Signori della mozione del 6 agosto, che cosa cercate di fare a questo popolo?
A nessuno è mai venuto in mente di ostacolare la Democrazia, così come nessuno ha il diritto di dire che ciò avviene ingiustamente. Il fatto è che coloro che presentano mozioni lo fanno attraverso un clima strano e del tutto dannoso. Vogliono creare l'impressione che il paese stia andando verso una catastrofe, che tutto si stia distruggendo e che solo loro possano salvare il popolo. Ma questo popolo non è così ingenuo da non capire di che si tratta.
Invece di aiutare a superare le difficoltà, le alimentano. Invece di offrire soluzioni, si limitano ad accusare. Invece di rispettare la volontà espressa nelle elezioni, cercano di creare un clima di incertezza. Questo è inaccettabile.

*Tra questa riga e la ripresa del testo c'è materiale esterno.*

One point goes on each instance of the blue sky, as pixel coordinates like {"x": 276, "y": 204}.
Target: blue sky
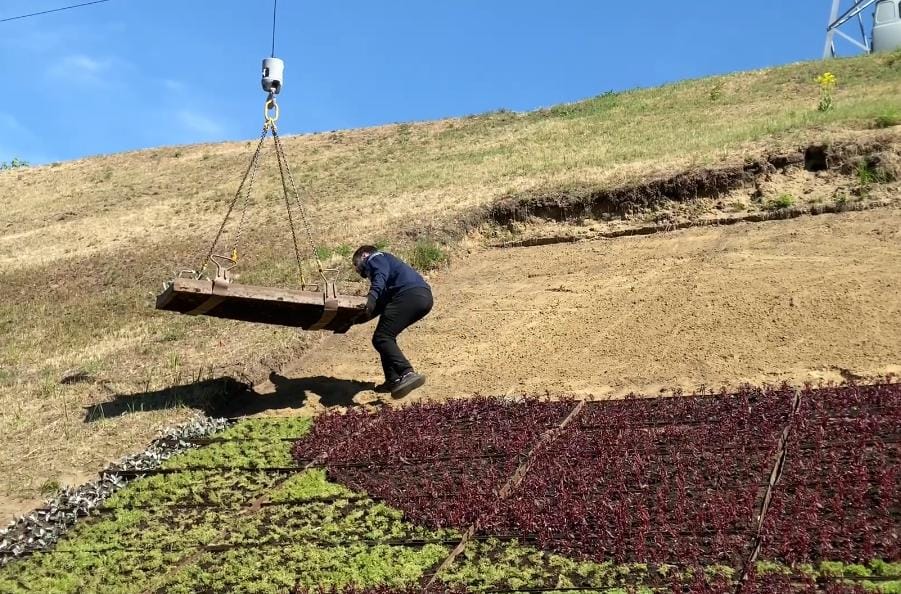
{"x": 132, "y": 74}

Questo popolo ha dato il proprio verdetto. Ha votato per il cambiamento, per la libertà, per l'economia di mercato, per la rottura definitiva con il passato comunista. Nessuno ha il diritto di opporsi a questo verdetto con intrighi di salotto, con piccoli calcoli di partito, con ristrette manovre personali.
Sappiamo che le difficoltà sono grandi. Nessuno lo nega. Ma non si superano con mozioni a ripetizione, con appelli allarmistici, con tentativi di destabilizzare le istituzioni. Si superano con il lavoro, con la pazienza, con la responsabilità e con il sostegno alle riforme.
Coloro che oggi parlano a nome del popolo devono prima chiedersi: dov'erano ieri? Cosa hanno fatto quando questo paese veniva distrutto dal vecchio sistema? Di quale responsabilità portano il peso per la situazione ereditata? Non possono lavarsene le mani così facilmente.
Il popolo albanese ha sofferto molto. Non merita di essere usato ancora una volta come strumento per giochi politici. Chiede pace, ordine, pane, lavoro e dignità. Chiede che la politica non si comporti come un palcoscenico di intrighi, ma come un servizio all'interesse nazionale.
Perciò, signori della mozione del 6 agosto, riflettete bene prima di parlare a nome di questo popolo. Perché questo popolo sa giudicare. E vi giudicherà non dalle parole, ma dai fatti.